Finely colored example of Moses Pitt's scarce map of Russia and much of northern Europe.

Embellished with a decorative cartouche and coat of arms, plus sailing ships and sea monsters. Based on the cartography of Isaac Massa.

Moses Pitt and his partner attempted to produce an atlas of an even larger scale than the works of Blaeu and Jansson, but the venture failed after 4 volumes and Pitt winding up in debtor's prison.

Condition Description
Rapaired fold split and several minor marginal tears, expertly repaired on verso.
Moses Pitt Biography

Pitt was from Cornwall, where he was baptized at St. Teath in 1639. He was educated locally but moved to London when apprenticed to bookseller Robert Littlebury. At the end of his apprenticeship, in 1661, he was made free of the Haberdasher’s Company. His first books to be published with his own imprint appeared in 1667.

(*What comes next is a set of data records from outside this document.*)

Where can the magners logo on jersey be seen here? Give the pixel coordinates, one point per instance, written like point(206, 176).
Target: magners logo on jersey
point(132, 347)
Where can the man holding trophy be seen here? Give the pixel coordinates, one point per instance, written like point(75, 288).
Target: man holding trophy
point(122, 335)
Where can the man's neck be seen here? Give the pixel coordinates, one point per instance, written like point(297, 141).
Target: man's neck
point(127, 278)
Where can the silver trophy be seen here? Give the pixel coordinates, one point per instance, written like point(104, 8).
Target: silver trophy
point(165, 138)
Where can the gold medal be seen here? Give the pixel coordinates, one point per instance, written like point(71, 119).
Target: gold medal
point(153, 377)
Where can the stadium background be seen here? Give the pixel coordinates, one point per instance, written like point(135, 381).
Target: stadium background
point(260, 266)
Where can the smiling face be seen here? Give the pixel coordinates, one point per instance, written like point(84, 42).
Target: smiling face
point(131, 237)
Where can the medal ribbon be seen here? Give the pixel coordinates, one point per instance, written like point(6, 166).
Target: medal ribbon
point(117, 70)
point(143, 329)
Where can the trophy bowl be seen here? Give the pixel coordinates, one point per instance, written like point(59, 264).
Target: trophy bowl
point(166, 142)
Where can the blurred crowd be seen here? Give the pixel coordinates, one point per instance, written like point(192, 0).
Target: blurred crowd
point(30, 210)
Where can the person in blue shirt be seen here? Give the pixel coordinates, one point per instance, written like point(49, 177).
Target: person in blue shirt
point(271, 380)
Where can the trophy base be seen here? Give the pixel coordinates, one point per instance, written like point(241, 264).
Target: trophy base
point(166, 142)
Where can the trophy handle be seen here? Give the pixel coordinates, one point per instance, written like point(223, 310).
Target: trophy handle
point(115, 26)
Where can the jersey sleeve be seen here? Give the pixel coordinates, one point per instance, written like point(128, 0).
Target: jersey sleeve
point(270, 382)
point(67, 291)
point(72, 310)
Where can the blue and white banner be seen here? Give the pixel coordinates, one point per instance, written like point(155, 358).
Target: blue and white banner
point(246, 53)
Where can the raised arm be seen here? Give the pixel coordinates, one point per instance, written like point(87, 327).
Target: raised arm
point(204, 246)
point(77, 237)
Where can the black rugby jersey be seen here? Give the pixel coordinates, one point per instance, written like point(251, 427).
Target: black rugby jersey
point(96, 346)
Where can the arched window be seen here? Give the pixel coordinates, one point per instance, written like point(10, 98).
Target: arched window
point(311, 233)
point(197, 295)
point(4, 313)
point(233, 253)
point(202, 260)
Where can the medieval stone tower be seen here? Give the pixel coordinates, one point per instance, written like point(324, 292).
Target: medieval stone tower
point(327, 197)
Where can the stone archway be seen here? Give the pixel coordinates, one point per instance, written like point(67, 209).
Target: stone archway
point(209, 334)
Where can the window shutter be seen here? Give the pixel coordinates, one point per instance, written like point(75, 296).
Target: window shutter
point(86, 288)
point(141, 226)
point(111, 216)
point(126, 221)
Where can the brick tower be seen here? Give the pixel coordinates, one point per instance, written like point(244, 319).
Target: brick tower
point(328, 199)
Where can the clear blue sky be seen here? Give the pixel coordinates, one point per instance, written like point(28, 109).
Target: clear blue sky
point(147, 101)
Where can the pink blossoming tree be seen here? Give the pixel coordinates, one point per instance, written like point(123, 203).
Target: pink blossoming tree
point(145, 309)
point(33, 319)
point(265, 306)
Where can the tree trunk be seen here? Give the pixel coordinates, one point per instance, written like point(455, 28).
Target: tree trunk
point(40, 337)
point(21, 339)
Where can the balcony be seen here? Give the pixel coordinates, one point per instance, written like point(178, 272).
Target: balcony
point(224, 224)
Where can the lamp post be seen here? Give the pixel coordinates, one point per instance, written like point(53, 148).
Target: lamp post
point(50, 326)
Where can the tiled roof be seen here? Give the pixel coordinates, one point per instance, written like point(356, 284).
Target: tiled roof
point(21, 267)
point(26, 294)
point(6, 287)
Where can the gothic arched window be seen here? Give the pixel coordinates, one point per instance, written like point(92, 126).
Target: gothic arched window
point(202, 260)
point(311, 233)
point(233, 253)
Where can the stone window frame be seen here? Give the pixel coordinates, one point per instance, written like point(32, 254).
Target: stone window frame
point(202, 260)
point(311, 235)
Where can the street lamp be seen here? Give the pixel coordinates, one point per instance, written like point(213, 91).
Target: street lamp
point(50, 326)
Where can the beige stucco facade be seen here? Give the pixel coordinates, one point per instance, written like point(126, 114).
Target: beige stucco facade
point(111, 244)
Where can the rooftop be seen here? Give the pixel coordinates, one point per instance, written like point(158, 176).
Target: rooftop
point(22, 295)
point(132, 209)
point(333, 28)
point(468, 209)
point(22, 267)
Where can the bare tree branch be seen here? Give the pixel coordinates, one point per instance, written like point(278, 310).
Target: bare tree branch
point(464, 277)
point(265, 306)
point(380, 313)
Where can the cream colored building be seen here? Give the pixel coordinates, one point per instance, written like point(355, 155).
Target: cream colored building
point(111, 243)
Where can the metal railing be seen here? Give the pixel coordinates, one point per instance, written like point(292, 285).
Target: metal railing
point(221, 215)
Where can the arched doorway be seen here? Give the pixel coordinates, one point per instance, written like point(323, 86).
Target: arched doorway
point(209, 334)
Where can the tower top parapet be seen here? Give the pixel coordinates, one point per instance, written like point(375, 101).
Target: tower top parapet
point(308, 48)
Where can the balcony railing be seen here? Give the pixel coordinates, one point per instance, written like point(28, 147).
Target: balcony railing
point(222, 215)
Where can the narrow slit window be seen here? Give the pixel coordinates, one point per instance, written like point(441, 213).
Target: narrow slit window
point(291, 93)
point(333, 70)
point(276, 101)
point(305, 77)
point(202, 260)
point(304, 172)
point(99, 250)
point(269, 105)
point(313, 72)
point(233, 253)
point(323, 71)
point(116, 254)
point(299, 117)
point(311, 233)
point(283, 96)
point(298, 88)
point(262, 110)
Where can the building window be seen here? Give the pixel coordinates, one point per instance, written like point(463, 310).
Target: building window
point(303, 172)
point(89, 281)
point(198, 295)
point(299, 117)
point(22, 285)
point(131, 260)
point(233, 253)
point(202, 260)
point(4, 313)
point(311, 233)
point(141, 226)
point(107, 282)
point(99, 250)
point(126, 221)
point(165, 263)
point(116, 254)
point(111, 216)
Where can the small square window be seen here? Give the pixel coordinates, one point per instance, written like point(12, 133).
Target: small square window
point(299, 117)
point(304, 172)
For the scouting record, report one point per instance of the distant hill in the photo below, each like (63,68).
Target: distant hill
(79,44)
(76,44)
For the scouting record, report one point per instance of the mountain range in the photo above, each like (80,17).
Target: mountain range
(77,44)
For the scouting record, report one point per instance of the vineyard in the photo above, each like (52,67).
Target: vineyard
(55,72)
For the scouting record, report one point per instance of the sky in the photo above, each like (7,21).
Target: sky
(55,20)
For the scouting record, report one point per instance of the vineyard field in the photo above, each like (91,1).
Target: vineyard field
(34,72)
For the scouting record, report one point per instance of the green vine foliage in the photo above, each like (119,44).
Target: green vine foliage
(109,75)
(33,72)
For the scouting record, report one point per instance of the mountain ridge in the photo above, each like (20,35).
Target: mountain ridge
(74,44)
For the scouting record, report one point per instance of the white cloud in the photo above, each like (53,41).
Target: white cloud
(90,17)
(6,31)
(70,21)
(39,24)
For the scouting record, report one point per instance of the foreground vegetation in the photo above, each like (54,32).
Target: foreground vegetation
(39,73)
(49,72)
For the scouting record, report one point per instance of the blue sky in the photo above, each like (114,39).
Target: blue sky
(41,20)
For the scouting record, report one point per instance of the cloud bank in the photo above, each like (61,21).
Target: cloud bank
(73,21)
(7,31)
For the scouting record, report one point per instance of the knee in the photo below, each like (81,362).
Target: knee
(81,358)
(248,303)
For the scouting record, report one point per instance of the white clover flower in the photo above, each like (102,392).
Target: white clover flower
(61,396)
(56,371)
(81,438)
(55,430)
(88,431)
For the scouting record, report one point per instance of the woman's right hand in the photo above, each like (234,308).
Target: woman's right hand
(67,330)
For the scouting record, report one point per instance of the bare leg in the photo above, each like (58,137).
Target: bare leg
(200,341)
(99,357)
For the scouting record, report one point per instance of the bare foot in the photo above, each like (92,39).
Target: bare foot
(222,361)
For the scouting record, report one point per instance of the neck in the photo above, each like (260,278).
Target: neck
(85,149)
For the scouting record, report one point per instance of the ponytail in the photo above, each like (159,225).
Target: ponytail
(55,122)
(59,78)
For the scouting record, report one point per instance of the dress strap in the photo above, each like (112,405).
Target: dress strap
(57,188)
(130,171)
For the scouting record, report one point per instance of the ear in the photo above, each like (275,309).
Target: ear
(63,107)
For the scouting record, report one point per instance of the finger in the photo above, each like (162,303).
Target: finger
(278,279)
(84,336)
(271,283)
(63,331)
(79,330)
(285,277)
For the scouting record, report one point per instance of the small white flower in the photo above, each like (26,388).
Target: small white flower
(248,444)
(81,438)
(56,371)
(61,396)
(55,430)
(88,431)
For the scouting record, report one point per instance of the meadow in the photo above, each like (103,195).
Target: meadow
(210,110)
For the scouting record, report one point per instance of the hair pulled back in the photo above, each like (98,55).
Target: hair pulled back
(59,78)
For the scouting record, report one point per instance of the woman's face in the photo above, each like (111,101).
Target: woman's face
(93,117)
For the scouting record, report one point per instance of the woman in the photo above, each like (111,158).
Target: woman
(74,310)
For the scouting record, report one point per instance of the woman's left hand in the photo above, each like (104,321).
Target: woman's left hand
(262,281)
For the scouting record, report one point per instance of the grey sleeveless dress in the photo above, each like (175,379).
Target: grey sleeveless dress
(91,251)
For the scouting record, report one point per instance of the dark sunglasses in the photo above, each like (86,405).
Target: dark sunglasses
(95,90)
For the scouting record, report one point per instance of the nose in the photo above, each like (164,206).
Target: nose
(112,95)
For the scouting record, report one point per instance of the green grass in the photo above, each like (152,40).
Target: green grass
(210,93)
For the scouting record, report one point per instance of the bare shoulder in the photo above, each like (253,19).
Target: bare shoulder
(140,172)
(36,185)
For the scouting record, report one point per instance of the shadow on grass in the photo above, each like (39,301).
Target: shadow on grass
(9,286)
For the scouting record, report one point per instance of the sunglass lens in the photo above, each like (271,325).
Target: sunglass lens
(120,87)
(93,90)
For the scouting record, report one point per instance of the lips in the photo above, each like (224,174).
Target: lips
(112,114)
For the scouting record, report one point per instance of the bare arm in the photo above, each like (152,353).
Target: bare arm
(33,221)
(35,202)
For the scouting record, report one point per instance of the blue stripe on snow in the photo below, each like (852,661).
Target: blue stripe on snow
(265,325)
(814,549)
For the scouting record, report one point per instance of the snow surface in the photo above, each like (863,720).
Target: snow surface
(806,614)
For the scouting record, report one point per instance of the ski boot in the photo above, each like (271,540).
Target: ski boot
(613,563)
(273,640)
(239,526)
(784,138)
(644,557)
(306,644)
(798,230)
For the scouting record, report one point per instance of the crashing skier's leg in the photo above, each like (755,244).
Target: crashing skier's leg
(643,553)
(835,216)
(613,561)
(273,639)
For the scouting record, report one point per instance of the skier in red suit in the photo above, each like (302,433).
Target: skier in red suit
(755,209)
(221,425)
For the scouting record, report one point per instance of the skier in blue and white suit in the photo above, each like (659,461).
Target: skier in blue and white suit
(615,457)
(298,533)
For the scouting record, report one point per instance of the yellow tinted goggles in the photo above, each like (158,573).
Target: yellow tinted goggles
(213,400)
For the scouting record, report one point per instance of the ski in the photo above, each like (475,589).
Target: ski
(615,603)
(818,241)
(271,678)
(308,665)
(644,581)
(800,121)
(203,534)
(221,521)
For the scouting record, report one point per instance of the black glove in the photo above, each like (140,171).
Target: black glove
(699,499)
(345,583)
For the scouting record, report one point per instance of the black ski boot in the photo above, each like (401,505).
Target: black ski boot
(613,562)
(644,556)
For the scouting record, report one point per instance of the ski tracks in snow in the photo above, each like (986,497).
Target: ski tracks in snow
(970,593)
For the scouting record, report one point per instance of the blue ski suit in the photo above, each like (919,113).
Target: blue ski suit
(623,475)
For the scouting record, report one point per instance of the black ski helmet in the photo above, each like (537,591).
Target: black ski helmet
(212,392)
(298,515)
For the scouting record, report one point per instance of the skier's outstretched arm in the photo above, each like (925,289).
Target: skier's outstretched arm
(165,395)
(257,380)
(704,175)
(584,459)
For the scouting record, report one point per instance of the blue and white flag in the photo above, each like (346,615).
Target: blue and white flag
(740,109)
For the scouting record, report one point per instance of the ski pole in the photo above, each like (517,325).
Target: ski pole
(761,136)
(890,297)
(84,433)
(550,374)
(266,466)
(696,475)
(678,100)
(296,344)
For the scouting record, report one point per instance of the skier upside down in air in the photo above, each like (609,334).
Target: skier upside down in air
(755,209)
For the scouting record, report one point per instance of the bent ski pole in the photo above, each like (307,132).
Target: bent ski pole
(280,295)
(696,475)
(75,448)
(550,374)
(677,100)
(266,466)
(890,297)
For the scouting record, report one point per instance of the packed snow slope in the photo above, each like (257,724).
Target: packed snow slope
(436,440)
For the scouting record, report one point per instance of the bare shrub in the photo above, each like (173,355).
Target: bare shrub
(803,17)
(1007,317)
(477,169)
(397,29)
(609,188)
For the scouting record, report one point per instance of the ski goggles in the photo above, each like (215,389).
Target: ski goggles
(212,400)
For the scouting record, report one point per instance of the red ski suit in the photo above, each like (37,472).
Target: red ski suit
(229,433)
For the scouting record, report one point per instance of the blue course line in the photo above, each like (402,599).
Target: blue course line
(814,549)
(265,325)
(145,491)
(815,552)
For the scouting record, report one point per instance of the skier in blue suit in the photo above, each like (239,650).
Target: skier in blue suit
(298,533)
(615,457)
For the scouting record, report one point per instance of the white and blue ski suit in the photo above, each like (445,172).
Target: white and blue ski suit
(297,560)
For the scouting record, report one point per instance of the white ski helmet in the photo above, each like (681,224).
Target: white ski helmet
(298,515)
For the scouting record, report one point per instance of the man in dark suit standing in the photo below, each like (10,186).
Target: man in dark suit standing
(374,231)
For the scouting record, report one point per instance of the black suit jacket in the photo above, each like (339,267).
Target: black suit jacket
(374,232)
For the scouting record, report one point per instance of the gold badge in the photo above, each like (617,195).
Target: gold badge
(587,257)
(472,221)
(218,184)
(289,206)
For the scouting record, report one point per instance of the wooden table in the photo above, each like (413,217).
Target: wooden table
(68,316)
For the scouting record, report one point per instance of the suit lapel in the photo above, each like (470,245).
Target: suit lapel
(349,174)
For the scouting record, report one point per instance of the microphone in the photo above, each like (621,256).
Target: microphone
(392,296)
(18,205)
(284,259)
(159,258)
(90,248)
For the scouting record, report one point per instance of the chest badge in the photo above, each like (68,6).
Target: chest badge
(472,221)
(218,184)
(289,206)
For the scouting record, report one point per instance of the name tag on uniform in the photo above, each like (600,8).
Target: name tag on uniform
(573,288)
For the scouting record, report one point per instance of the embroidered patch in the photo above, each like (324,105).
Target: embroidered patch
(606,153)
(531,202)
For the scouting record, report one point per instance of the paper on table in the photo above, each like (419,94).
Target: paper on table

Pitt specialized in learned publications and imported scholarly works from continental Europe. He also published the writings of members of the newly formed Royal Society, including Robert Boyle, as well as high-ranking clergymen. In 1678, Pitt was the first bookseller to offer his wares via an auction.

Thanks in part to his ties to the Royal Society, Pitt announced in 1678 that he would publish a massive twelve-volume atlas of the world. The plates were to be based on Dutch maps, with a text written by Bishop William Nicholson and Richard Peers. However, only four volumes ever appeared.

Pitt, who was also managing several properties in Westminster and had expanded in a partnership to Oxford, was spread too thin. The cost of each volume of the atlas alone Pitt estimated at £1,000. One by one, his ventures turned foul, landing him in debtors’ prison for seven years. He died in London, but not in prison, in 1697.